I turn off my TV, and marvel for a moment at how well she did. So calm and collected. Gone was the disappointed woman I spoke to yesterday. How did she do that? She really has her shit together. What on earth would she want with a guy like me?
I’m not sure the bliss of a one-night stand is worth the mental gymnastics the morning after. I do know what I felt with Penny is worth a hell of a lot more than one night, but I am not at all confident she feels the same. I send her a quick text of congratulation anyway.
I do a horizontal surface sweep of my hotel room. I still have to cover the final awards this morning, but I’ve got a much better shot of making my plane if I’m packed before I leave. I toss cords and cables on top of the jumble of clothes in my carry-on before zipping it up. My flight home leaves this afternoon at two. Usually I love flying into SFO. Good wine, great food, and easy layout made it an excellent home hub. But today I wish I was headed for the chaos of LAX.
I leave my bag at the front desk and head to the main hall to get a good spot for the final awards and press conference.
The president of the board of directors for the conference takes the stage, followed by the larger panel of judges who stand silent behind him, and begins presenting the various awards given for various categories every year. I dutifully note down the winners and their inventions for the list I will compile before I head to the airport. The award for robotics goes to a self-driving mop/vacuum combo unit.
I haven’t even seen the MiO in action yet, but even I know it deserved an award on premise and design alone if this was the competition. An iteration of an existing household robot? Hardly groundbreaking or life-changing.
After the awards are all presented, the president congratulates everyone and thanks us for our attendance, and moves to leave the stage without addressing the hands flying in the air from the press box. I cannot let this opportunity pass.

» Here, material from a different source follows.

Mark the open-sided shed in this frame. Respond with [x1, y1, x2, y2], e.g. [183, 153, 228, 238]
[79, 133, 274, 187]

“Why did the MiO get disqualified?” I cup my hands and yell at the top of my lungs.
People around me turn and quiet down, waiting for the same answer. I know he heard me, because he pauses in his exodus from the stage. I try again.
“Is T-Con a fundamentally sexist organization?” I yell.
He doesn’t walk away but he doesn’t answer either. The crowd is starting to murmur with interest. If they haven’t already heard the story, they will by the time they get home tonight. I’m going to make damn sure of it.